Zum Tod des Architekten Arno Lederer : Häuser, die sich benehmen

Er hatte nicht nur einen Koffer in Berlin, sondern eine Wohnung, natürlich im Le Corbusier-Haus. Und wenn es auch kein Gebäude des Büros Lederer Ragnarsdóttir Oei an der Spree gibt, hat er doch Spuren hinterlassen. Denn Arno Lederer ist in die Fußstapfen seines Mentors Max Bächer getreten, als Vordenker der Architekturszene, als Autor und begehrter Festredner, als moralische Instanz und vor allem als Preisrichter bei den bedeutendsten Architekturwettbewerben in der Republik, etwa jenem für das Museum des 20. Jahrhunderts auf dem Kulturforum.

Anders als Bächer hat Arno Lederer viel gebaut, Sozialbauten mehrheitlich, Schulen, Theater, Museen, und es sind allesamt sehr schöne Bauwerke, wunderbar anzusehen, mit Atmosphäre und Anmutung. Wenn er auch lange Zeit als Bürosprecher im Vordergrund stand, sind die Bauten nicht ohne die Isländerin Jórunn Ragnarsdottir zu denken. 1992 trat zudem Marc Oei als Partner in das nun LRO firmierende Büro ein.

Lederer hatte Jórunn beim Studium an der TU Stuttgart kennengelernt. Sie wurde 1985 Büro- und Lebenspartnerin und später Mutter der vier Söhne. Entworfen haben sie gemeinsam. Nach und nach trat auch sie mehr in die Öffentlichkeit, ist in zahlreichern Gestaltungsbeiräten tätig und ist inzwischen häufig als Preisrichterin gefraqt.

Arno Lederer lehrte 1985-2014 als Professor an der HAT Stuttgart, an der Universität Karlsruhe und an der Universität Stuttgart. Fragt man nach den Besonderheiten der Bauten des Büros LRO, so ist es vordergründig der ästhetische Ausdruck, der auch „Normalbürgern“ etwas zu sagen hat.
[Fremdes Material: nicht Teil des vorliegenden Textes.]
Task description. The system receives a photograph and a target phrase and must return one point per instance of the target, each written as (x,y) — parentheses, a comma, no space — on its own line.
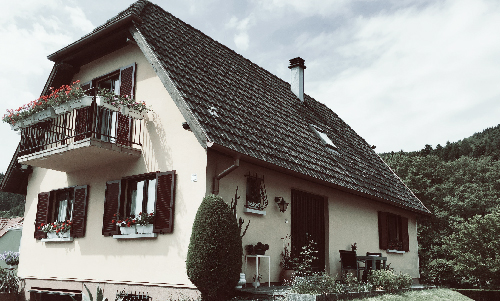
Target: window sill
(58,239)
(396,251)
(255,211)
(135,236)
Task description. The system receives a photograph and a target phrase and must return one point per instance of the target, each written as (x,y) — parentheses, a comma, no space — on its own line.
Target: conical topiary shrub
(214,256)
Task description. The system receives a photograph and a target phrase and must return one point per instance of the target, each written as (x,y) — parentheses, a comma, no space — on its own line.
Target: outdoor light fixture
(281,203)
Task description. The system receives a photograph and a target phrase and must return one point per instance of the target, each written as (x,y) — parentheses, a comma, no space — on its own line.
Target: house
(10,235)
(218,124)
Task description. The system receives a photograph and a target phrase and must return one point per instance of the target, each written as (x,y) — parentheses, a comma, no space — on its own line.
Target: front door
(308,223)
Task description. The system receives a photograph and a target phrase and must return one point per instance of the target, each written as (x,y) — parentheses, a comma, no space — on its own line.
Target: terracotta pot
(286,276)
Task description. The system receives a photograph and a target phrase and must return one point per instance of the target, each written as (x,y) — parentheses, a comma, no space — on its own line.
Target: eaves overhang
(232,153)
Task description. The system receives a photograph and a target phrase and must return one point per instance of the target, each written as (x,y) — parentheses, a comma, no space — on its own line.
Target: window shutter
(123,133)
(127,80)
(42,212)
(111,207)
(127,83)
(82,123)
(404,234)
(165,198)
(383,231)
(80,211)
(86,86)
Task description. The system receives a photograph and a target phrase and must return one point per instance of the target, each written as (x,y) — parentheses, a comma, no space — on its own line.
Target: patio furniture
(348,262)
(369,263)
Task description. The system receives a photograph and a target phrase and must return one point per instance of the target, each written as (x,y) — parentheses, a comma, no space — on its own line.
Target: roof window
(323,137)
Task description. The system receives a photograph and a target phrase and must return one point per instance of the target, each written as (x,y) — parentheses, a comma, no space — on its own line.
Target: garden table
(257,257)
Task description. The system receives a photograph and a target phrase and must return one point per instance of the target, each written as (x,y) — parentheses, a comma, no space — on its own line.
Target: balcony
(82,138)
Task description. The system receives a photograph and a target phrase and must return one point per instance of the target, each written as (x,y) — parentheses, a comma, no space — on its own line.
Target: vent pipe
(297,83)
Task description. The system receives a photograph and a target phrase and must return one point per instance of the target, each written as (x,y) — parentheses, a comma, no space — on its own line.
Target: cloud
(241,37)
(418,68)
(29,31)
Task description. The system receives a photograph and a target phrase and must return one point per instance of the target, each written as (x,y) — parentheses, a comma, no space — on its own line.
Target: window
(256,197)
(323,136)
(110,124)
(151,192)
(393,232)
(61,205)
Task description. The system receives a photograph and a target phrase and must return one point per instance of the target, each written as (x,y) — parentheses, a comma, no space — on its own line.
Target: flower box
(133,113)
(18,125)
(80,102)
(144,229)
(51,235)
(128,230)
(46,114)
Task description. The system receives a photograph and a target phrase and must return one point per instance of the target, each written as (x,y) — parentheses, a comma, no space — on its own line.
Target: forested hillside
(460,183)
(11,205)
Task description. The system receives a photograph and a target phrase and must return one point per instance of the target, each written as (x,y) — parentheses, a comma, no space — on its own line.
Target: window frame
(47,210)
(117,201)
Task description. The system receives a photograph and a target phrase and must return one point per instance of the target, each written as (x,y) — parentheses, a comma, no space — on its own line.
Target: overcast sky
(401,73)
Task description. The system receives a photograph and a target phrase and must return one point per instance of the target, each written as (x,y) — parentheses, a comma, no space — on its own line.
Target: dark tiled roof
(245,108)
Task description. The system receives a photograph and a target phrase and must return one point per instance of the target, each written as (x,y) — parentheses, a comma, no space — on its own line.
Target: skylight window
(324,137)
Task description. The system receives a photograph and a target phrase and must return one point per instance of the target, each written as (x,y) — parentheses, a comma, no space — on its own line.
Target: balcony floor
(84,154)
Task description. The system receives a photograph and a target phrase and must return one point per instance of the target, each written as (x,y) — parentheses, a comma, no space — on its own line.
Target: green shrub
(388,280)
(214,255)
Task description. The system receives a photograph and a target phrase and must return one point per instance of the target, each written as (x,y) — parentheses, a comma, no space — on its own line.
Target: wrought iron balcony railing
(77,125)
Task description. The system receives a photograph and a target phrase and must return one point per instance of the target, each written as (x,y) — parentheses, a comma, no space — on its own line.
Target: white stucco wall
(166,146)
(351,218)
Keine kalte, unnahbare Beton- und Glasarchitektur, sondern warme Materialien und Farben, meist Ziegelfassaden, immer mit einem narrativen, einem erzählerischen Moment.

Viel klassische Moderne ist zu entdecken, aber nicht die abstrakte, sondern jene Erich Mendelssohns, elegant und dynamistisch, aber auch Verspieltes, hier und da ein Erker, ein rundes Treppenhaus an der Ecke, eine erstaunliche Arkatur aus Parabelbögen.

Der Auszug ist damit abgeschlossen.